Highgate Cemetery
- Address
- Swain’s Lane N6
- Transport
- Website
- Phone
- 8340 1834
- Price
- adult/under 16yr £3/free
- Hours
- 10am-5pm Mon-Fri, 11am-5pm Sat & Sun Apr-Oct, closes 4pm daily Nov-Mar
Lonely Planet review for Highgate Cemetery
Most famous as the final resting place of Karl Marx, Christina Rosetti, George Eliot (pseudonym of Mary Ann Evans) and other notable mortals, Highgate Cemetery is set in 20 wonderfully wild and atmospheric hectares, with dramatic and overdecorated Victorian family crypts. It is divided into two parts on either side of Swain’s Lane. On the eastern side you can visit the grave of Karl Marx, which is regularly graced with bouquets from the few remaining communist embassies in London. This slightly overgrown and wild part of the cemetery is a very pleasant walk but it’s merely the overflow area. It’s the wonderfully atmospheric western section of this Victorian Valhalla that is the main draw. To visit it, you’ll have to take a tour and deal directly with the brigade of sometimes stroppy silver-haired ladies who run the cemetery. It is a maze of winding paths leading to the Circle of Lebanon, rings of tombs flanking a circular path and topped with a majestic, centuries-old cedar tree. The guides are engaging and gladly point out the various symbols of the age and the eminent dead occupying the tombs, including the scientist Michael Faraday and the dog-show founder Charles Cruft. ‘Dissenters’ (non-Church of Englanders) were buried way off in the woods.
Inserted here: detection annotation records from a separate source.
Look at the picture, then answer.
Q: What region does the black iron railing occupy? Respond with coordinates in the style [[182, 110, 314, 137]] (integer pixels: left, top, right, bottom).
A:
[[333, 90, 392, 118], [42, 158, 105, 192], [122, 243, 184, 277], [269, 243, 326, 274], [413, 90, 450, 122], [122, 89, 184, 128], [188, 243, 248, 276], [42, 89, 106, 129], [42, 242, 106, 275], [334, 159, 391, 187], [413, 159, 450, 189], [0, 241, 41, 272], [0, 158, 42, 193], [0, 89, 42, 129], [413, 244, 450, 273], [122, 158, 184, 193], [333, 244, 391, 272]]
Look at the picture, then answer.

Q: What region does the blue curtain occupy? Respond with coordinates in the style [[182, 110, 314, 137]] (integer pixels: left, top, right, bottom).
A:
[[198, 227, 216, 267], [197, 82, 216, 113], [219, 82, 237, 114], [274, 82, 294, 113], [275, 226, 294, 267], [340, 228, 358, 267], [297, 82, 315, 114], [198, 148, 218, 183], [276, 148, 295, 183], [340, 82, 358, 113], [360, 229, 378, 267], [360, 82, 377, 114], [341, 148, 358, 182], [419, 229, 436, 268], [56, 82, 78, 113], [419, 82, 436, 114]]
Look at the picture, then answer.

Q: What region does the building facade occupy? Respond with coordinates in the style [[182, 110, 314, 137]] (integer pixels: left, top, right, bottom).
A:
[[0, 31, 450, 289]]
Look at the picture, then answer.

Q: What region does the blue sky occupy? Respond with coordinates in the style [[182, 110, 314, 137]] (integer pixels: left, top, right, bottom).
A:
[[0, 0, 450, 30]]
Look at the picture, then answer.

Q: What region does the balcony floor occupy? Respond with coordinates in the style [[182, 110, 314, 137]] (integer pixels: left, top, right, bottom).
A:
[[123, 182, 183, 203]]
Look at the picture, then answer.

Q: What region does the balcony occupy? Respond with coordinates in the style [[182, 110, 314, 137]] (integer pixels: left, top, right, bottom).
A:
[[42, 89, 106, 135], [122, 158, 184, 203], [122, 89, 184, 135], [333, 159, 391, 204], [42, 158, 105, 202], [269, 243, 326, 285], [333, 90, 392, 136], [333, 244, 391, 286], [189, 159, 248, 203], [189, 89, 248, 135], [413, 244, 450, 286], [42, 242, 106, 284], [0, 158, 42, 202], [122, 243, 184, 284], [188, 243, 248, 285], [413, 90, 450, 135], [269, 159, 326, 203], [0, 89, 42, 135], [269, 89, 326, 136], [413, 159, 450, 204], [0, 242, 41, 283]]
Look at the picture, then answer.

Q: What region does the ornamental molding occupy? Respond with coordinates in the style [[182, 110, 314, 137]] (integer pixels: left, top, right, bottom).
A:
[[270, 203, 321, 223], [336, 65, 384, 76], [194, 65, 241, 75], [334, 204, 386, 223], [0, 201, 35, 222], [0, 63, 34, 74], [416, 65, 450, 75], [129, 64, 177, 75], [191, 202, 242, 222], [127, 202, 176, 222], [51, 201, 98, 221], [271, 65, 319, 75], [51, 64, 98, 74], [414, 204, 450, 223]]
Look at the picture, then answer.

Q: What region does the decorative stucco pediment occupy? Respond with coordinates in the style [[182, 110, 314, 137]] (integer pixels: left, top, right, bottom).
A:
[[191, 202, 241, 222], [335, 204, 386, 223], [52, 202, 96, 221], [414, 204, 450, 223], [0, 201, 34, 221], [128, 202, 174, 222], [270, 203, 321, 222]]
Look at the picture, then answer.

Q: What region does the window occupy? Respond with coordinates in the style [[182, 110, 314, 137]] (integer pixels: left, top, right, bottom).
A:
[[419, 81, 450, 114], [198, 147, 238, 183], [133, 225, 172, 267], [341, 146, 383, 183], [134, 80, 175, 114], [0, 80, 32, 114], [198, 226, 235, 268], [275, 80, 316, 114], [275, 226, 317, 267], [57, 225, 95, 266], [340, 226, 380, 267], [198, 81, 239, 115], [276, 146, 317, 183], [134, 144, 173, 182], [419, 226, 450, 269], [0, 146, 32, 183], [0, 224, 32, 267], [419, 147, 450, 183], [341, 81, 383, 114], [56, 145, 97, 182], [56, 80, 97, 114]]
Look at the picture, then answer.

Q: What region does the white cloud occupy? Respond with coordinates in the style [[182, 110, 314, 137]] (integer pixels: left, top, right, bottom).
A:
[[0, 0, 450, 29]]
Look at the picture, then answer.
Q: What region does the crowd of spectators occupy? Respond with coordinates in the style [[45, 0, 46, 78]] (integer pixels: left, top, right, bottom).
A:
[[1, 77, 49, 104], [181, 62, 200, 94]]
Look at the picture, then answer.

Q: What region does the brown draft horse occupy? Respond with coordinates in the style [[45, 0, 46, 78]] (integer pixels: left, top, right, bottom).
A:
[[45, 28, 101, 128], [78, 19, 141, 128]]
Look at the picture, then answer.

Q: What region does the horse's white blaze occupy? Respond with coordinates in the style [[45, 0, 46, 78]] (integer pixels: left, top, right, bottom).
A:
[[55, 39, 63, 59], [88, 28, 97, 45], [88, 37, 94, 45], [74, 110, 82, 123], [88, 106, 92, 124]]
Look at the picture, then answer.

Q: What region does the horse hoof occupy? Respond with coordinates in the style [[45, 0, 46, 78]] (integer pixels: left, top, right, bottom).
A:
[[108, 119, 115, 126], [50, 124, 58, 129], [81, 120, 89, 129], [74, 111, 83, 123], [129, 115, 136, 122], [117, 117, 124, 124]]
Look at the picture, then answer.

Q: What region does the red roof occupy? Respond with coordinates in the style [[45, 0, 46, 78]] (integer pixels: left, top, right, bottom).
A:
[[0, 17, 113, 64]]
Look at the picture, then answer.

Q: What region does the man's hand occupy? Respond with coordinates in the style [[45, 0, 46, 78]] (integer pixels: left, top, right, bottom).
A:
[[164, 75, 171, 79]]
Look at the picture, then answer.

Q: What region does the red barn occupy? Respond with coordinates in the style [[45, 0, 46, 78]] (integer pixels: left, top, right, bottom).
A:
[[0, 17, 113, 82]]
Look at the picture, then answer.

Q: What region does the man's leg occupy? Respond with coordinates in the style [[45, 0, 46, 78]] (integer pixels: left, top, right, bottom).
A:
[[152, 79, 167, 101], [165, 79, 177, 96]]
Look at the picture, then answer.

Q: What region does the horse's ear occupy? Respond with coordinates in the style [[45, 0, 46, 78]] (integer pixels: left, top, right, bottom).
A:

Tours depart 2pm Monday to Friday except in December to February (book ahead by phone) and every hour 11am to 4pm Saturday and Sunday (last tour at 3pm December to February, no bookings). Children under the age of eight are not allowed on tours of the West Cemetery. Highgate remains a working cemetery – the most recent well-known addition was Russian dissident Alexander Litvinenko, who was done away with under most sinister circumstances in 2006, when the radioactive isotope Polonium 210 somehow made it into his tea in a Mayfair hotel. The cemetery closes during burials, so you might want to call ahead just to be sure it will be open.